Namibia could see a relief in the unprecedented housing shortage in the country with the opening this week of a German production facility near the capital, Windhoek, that is to build low-cost houses at a mind-blowing minimal cost using Polycare concrete technology, where a start-up price for a standard two-bedroomed house could cost between R250,000 and R300,000.
Polycare’s CEO, Dr Gerald Dust, and his Namibian partners will start production in Namibia seeking to address the housing shortage here using Polycare technology, which uses building material consisting of dry, mineral raw materials bound together with a mixture of reactive resins and hardeners instead of the usual cement and water in traditional concrete.
Click here to watch weekly episodes of our Housing Development Programme on AIT
The modular assembly system was developed as a concept for simple housing solutions and is considered low-cost, strong, durable and environmentally friendly with reusable concrete blocks mainly consisting of sand.
Unlike the traditional way of building a house with specialised civil engineering applications, such as abrasion resistant pipes, Polycare uses inexpensive polyester resin, requiring less resin than conventional polymer concrete.
The opening of the Polycare facility this week in Brakwater, some 5 kilometres from Windhoek, could not have come at a better time when just last week the Namibian President Hage Geingob reiterated his call for local authorities to get rid of informal settlements by implementing the resolutions passed at Namibia’s Second National Land Conference held in October 2018.
The President said the situation in informal settlements constituted a national humanitarian crisis, which resulted in government declaring it as a human disaster for human settlement.
“We should address to get rid of informal settlements.

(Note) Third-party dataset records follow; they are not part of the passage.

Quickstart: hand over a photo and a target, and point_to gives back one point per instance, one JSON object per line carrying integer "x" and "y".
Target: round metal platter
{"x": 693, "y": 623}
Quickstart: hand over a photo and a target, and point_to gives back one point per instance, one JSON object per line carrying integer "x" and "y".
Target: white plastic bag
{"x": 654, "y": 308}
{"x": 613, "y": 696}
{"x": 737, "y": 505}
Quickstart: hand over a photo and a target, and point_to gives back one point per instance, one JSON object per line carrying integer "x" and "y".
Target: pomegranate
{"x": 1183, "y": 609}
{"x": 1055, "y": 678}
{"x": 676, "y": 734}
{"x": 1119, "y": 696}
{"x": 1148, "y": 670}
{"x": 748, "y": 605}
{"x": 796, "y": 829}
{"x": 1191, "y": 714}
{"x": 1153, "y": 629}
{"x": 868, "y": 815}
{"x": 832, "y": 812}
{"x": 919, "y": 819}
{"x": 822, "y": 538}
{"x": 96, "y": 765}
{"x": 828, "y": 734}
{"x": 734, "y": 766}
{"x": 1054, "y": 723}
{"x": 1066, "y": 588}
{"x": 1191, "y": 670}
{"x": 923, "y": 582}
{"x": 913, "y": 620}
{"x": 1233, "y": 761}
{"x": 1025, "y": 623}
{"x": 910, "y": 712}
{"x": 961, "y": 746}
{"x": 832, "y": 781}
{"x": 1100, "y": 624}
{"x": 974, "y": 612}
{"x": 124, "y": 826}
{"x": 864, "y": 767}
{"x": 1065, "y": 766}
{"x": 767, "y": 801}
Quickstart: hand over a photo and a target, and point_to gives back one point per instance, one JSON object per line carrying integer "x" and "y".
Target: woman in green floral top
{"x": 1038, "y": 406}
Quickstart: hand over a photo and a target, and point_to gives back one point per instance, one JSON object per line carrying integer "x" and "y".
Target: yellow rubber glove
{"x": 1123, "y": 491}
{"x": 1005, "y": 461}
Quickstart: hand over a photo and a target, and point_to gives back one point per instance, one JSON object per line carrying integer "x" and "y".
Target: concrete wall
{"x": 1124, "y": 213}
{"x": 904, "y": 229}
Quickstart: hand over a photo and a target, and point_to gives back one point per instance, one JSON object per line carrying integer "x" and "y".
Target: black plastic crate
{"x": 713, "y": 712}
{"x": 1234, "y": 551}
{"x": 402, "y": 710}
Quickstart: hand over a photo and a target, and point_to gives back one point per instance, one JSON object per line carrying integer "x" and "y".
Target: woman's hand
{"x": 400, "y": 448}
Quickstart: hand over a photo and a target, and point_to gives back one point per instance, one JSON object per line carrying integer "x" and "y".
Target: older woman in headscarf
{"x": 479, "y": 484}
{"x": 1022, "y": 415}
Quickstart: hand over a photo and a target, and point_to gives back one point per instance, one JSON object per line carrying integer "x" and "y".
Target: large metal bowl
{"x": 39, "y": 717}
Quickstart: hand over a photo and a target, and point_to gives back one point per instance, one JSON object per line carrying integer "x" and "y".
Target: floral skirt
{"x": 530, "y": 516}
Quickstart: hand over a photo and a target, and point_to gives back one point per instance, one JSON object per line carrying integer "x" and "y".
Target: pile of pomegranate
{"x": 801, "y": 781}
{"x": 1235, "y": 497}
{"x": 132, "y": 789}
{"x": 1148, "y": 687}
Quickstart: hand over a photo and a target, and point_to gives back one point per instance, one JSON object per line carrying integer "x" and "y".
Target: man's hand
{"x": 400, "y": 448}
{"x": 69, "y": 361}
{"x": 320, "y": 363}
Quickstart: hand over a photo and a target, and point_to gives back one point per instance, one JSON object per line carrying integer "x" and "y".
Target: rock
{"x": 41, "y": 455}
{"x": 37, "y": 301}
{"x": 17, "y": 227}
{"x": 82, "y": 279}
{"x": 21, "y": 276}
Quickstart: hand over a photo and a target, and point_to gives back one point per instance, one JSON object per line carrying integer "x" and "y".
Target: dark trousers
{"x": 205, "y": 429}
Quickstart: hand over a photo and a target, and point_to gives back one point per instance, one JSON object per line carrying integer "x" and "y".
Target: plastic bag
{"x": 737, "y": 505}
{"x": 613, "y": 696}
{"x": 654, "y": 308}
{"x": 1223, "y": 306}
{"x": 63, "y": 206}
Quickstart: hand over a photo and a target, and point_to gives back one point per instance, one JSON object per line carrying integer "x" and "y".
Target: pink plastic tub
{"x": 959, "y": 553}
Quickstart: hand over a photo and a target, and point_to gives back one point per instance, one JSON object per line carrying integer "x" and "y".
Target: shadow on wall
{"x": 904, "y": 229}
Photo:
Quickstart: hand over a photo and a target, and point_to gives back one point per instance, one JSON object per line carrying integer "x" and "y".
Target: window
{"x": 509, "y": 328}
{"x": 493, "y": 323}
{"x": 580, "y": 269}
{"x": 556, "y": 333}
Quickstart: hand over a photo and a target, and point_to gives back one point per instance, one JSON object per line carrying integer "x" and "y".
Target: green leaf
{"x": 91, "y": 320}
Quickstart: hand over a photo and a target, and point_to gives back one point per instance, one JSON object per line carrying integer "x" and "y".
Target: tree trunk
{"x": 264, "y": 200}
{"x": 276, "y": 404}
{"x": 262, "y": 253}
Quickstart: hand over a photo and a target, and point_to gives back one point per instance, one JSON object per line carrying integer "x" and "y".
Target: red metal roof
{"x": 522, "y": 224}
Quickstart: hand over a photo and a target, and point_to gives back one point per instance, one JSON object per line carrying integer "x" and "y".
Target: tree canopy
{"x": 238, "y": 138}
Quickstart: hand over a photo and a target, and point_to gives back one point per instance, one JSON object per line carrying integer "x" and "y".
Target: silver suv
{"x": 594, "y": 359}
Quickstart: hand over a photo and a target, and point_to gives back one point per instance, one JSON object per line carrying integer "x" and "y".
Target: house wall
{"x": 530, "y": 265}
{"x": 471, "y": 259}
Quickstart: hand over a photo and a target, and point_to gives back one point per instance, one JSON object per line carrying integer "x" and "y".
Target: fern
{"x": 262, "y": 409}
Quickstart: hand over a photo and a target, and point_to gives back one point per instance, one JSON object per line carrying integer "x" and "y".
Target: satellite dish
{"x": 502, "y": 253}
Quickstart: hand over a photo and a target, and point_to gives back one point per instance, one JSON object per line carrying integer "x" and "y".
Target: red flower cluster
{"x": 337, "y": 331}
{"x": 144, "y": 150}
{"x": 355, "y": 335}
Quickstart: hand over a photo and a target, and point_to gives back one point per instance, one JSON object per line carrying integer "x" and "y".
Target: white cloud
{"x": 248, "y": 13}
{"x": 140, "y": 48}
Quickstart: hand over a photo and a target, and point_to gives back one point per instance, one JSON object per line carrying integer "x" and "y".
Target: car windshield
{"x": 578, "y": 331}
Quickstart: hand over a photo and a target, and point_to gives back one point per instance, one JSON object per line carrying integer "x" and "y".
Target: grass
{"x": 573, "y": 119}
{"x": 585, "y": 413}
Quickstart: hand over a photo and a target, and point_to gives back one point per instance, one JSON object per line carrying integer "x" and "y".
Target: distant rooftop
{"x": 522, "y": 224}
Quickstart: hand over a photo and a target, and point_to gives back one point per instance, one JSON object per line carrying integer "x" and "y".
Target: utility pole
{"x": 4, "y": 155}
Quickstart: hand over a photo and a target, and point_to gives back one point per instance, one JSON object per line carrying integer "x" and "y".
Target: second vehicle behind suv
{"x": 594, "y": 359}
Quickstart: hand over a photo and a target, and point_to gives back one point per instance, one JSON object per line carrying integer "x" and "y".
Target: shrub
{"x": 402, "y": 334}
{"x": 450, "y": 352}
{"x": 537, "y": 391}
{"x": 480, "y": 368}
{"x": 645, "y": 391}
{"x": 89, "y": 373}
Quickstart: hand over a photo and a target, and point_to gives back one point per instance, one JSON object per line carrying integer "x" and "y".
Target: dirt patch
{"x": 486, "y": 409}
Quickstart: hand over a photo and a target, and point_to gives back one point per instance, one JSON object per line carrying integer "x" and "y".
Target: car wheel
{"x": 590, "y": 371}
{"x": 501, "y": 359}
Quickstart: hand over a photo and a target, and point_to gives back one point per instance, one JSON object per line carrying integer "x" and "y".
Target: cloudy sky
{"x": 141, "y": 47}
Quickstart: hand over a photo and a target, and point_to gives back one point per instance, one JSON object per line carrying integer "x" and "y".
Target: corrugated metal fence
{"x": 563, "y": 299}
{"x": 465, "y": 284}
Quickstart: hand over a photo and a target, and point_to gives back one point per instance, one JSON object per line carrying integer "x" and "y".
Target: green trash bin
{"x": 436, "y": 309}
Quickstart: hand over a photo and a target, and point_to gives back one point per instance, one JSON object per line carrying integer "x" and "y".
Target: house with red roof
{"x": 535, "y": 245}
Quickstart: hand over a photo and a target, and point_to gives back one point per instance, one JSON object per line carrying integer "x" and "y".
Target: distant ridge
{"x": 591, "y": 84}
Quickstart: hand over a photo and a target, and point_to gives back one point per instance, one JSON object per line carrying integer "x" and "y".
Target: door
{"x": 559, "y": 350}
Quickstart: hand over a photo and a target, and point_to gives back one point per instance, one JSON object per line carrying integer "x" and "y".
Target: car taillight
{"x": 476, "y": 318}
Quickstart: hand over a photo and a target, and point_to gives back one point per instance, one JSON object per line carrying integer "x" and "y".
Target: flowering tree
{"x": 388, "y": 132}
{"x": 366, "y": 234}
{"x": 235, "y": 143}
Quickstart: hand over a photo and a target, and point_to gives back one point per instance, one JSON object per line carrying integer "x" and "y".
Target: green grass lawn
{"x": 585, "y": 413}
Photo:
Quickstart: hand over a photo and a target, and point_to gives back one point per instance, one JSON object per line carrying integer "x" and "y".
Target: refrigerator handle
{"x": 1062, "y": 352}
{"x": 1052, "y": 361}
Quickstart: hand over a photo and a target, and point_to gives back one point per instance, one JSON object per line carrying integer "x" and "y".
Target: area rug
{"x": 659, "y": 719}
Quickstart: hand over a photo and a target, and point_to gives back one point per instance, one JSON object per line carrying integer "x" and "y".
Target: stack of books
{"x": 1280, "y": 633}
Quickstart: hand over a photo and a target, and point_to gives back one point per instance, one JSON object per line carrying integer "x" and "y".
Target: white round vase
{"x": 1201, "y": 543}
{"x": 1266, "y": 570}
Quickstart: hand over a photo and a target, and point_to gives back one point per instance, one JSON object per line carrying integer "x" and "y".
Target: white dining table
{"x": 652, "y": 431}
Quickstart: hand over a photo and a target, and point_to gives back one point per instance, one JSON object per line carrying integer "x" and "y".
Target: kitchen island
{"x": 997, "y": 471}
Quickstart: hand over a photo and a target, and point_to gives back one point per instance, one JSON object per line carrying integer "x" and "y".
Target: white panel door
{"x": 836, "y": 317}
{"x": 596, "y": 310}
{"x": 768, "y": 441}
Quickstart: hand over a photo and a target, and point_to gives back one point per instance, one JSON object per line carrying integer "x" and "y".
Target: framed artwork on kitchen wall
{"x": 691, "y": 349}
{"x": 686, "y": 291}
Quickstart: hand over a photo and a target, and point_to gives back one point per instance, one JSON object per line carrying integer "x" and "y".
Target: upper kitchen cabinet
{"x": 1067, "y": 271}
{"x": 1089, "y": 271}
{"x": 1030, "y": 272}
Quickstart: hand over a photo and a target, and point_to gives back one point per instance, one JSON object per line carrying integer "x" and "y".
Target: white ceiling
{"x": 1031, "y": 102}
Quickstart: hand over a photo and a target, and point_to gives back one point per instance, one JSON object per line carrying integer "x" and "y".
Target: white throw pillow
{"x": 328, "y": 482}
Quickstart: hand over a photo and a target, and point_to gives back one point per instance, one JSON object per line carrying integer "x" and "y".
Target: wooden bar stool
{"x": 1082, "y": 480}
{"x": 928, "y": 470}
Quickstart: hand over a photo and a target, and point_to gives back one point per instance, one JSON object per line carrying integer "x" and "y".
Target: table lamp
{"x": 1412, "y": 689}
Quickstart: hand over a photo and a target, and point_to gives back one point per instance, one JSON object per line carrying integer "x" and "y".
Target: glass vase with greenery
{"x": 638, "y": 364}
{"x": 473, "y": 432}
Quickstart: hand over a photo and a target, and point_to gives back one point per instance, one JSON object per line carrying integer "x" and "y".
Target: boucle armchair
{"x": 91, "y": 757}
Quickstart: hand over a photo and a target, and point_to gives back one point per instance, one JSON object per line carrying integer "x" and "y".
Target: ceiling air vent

We have a crisis where human beings are in conditions that are unbearable,” said Geingob. Namibia’s Second National Land Conference made resolutions to include the right to housing as a human right in the Constitution, increase government expenditure on housing from the current 0.1% to at least 10% of the gross domestic product, that government subsidise residents with ultra-low income through local authority and that government acquire farms adjacent to urban areas to resettle people from those towns.
The conference further resolved that 300,000 housing units be built over the next seven years, municipalities build social housing units for the rental market and allow the sale of partially serviced land (sewerage and water).
Namibia struggles with the supply of housing with a backlog of 300,000 housing units, according to the most recent official estimate from the National Development Plan 4 (NDP4) review.
Namibia is rated among countries with the highest house price increase in the world with an inefficient land delivery system, limited availability of serviced land and mismatch between supply and demand. A study by the Institute for Public Policy Research (IPPR) published in February 2018 titled ‘Housing in Namibia: Rights, Challenges and Opportunities’, made recommendations to the government to allocate more funding to the housing sector and urban land development, review the allocations for housing initiatives with a view to prioritising the servicing of land rather than the construction of houses.
“In turn, housing initiatives should focus on low-income groups. National budgets for housing need to be administered in a more transparent manner, especially at regional and local levels, to improve accountability,” read the report.
The Namibia Inter-censal Demographic Survey (NIDS) indicates that 26.6% of households in Namibia reside in shacks since 2016 due to rapid urbanisation and unprecedented population growth.
The value of a small low-cost house that is around 35 square metres was estimated at around R280,000 to R300,000, according to the IPPR study.
With the German building technology, Namibia could get rid of the sprouting shantytowns and provide decent housing to the citizens.
In an interview during the Invest in Namibia Conference in November 2016, where the company built a two-bedroomed model house 45 square metres big for display, Dust said President Geingob and other stakeholders wanted them to bring the technology to Namibia as soon as possible.
Dust said before he started the low-cost housing initiative, he visited Haiti during the devastating earthquake of 2010 and that is how he found a way to help people in devastating natural disasters, which sparked the idea of building houses for the homeless.
He added that their vision was to empower people and the Polycare technology can bring relief to people and the way governments tackle housing shortage in their own countries.
The construction work is started by preparing a sand bed, setting the base plates and then connecting the base plates with steel straps.
Then the base straps are laid with the sand bed and the process is repeated until a complete house stands on its own.
Polycare houses are designed with future expansion in mind and can be moved to another place or be extended
According to Dust, the Polycare’s polymer concrete is significantly more expensive to produce than the cost of producing a tonne of cement concrete, but the final building is still cheaper.
The Minister of Economy, Science and Digital Society of the German Free State of Thuringia, Wolfgang Tiefensee, visited the plant this week, accompanied by a delegation from Thuringian companies and academic institutions, where he also praised the efforts of the partnership between the two countries.
Tiefensee held talks with Namibian Minister for Urban and Rural Development, Peya Mushelenga and the Minister of Higher Education, Training and Innovation, Dr Itah Kandji-Murangi, among others, where he presented opportunities for joint business and training projects and co-operation between Thuringia and Namibia.